What is Modern Day Breathing?

The price we pay for our modern living.

Just recently, about a year ago, scientists created a 3D model of a Neanderthal rib cage. The discovery was that those primitive humans had larger lung capacity, a larger diaphragm and greater stability than modern man.

London scientists, separate to that experiment, found that Neanderthal’s nasal passages were nearly 30% larger than those of modern humans. Larger nasal passages mean that they were able to mover air through their nose at a higher rate, which helps to sustain a more active lifestyle (we seem to not need to run away from a predator or hunt for food on a daily basis).
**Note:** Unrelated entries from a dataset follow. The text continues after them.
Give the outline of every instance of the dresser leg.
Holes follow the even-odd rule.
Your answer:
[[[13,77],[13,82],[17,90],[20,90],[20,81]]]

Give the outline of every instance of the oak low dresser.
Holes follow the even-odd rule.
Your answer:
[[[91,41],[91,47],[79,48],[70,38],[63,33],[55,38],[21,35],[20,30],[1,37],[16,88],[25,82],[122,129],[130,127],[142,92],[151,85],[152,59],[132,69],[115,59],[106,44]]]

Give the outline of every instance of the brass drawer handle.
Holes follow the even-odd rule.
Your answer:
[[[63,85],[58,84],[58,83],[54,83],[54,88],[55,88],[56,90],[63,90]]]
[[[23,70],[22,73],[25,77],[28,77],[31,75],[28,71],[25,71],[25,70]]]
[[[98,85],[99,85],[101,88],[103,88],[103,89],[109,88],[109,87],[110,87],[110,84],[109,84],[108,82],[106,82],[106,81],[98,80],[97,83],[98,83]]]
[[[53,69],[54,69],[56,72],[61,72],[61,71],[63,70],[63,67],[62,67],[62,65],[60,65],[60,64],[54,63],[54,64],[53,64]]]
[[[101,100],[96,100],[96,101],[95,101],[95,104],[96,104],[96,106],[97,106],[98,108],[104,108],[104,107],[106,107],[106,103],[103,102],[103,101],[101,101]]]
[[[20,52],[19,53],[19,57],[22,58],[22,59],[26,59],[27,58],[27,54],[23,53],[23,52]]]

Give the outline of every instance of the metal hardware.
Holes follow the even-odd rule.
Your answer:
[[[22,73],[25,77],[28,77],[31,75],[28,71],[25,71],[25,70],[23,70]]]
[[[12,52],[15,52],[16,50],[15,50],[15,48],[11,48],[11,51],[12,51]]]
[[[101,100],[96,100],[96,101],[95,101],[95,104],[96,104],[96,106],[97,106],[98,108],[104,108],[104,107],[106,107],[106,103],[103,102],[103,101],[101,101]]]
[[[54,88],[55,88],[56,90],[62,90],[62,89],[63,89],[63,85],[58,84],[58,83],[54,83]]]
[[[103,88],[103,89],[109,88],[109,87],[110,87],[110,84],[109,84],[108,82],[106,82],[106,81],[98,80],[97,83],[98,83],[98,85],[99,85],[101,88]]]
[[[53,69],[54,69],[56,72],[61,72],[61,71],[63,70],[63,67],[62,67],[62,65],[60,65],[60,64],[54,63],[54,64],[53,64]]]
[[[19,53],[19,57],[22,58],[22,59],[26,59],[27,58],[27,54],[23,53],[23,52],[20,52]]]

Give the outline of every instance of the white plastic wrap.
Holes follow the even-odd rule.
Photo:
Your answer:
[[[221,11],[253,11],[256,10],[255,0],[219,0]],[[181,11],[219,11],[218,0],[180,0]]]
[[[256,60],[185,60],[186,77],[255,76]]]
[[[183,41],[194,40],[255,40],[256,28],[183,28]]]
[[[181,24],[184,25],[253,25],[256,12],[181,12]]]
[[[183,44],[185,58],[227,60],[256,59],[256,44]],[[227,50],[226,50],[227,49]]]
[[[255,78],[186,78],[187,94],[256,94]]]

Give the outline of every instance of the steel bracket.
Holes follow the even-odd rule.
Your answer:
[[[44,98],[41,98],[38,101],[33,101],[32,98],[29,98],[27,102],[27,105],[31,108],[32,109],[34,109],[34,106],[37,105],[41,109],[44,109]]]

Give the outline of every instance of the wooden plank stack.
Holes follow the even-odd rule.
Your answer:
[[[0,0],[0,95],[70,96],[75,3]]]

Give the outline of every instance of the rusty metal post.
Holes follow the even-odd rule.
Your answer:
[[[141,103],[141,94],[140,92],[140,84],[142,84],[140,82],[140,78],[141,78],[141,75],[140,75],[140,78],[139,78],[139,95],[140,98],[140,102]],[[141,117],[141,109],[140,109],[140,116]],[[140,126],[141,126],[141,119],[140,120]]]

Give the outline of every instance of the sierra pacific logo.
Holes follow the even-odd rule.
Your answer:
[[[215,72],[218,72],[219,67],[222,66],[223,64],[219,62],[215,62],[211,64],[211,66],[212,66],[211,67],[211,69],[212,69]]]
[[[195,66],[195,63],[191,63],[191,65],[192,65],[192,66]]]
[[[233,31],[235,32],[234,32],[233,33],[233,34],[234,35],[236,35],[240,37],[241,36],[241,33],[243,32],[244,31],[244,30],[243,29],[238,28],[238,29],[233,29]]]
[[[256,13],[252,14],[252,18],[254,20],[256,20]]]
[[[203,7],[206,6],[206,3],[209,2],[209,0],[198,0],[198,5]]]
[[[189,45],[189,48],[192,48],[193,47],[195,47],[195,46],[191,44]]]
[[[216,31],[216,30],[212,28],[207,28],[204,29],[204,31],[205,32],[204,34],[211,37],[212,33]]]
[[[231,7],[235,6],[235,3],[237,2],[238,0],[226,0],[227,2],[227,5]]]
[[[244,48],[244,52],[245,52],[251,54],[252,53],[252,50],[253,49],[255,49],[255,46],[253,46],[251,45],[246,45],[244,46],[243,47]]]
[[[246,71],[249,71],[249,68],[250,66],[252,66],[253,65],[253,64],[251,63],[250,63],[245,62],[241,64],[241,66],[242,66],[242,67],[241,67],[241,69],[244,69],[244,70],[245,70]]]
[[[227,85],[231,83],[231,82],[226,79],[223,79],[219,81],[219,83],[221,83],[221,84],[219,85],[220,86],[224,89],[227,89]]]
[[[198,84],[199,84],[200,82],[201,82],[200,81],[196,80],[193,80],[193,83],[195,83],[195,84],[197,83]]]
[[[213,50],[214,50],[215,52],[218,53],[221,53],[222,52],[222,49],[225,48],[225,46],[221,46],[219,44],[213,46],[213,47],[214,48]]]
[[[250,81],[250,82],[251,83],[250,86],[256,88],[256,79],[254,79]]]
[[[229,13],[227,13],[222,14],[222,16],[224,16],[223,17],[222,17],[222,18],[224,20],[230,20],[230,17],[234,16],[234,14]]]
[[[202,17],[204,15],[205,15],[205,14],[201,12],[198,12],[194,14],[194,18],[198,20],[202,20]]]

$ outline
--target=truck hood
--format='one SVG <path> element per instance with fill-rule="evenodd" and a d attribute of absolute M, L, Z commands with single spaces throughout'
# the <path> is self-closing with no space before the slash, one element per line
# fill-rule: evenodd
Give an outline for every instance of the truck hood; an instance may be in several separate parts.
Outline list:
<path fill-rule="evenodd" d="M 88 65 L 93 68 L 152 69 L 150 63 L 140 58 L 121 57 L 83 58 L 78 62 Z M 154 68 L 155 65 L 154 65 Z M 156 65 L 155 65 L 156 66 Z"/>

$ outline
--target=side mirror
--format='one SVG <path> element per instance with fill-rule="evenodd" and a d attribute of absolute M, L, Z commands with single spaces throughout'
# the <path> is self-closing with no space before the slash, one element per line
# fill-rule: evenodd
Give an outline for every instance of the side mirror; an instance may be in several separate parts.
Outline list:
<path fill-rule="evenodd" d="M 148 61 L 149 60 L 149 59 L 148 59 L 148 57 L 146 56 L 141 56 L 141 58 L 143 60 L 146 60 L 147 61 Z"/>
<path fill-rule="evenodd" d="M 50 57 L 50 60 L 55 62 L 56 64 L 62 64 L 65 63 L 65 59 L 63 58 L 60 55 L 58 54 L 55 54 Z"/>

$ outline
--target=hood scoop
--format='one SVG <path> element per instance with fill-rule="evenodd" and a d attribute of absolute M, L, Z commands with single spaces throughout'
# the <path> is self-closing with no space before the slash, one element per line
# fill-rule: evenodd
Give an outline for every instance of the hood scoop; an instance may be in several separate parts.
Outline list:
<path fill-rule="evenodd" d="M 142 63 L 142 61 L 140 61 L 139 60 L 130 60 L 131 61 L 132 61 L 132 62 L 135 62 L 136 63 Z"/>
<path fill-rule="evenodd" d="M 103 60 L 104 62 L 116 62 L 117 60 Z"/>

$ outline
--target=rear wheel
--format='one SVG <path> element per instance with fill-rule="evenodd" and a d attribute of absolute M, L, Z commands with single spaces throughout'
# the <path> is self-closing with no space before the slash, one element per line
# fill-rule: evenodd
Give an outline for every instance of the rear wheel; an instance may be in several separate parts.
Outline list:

While primitive man used to breathe horizontally, expanding thoracic area all around, modern man breathes vertically more often than not. Another acquired through evolution feature of “civilised man” is sleeping with an open mouth.

The Vicious Circle of Modern Living

In the whole history of humanity, it is only recently that humans started using auxiliary breathing muscles instead of the primary ones. Engagement of upper chest and shoulder/ neck muscles in breathing is responsible for vertical breathing pattern. But psychosomatically, it is the manifestation of tension, stress and frustration that one experiences in their life.

More sedentary life and the continuous stress of our modern existence creates dysfunctional breathing pattern, which, in its turn, feeds stress and fatigue, which prevents us from being more active. This is our vicious circle of modern life.

While most of us try to counteract sedentary living with workouts in the gym, stress reduction techniques, etc, it is only effective to a certain degree.

Why? Because if the foundation of health – the breathing pattern – is not addressed, you will feel like you’re dragging the next day after your workout. Constant muscle stress without proper deep recovery, which functional breathing provides, will get you into a permanent state of oxidative stress. This may manifest in a chronic condition of the weakest link in your body – could be skin, thyroid, digestive, reproductive, respiratory.

Learn how to manage your modern day breathing. Learning functional breathing is truly the best gift you can give to yourself.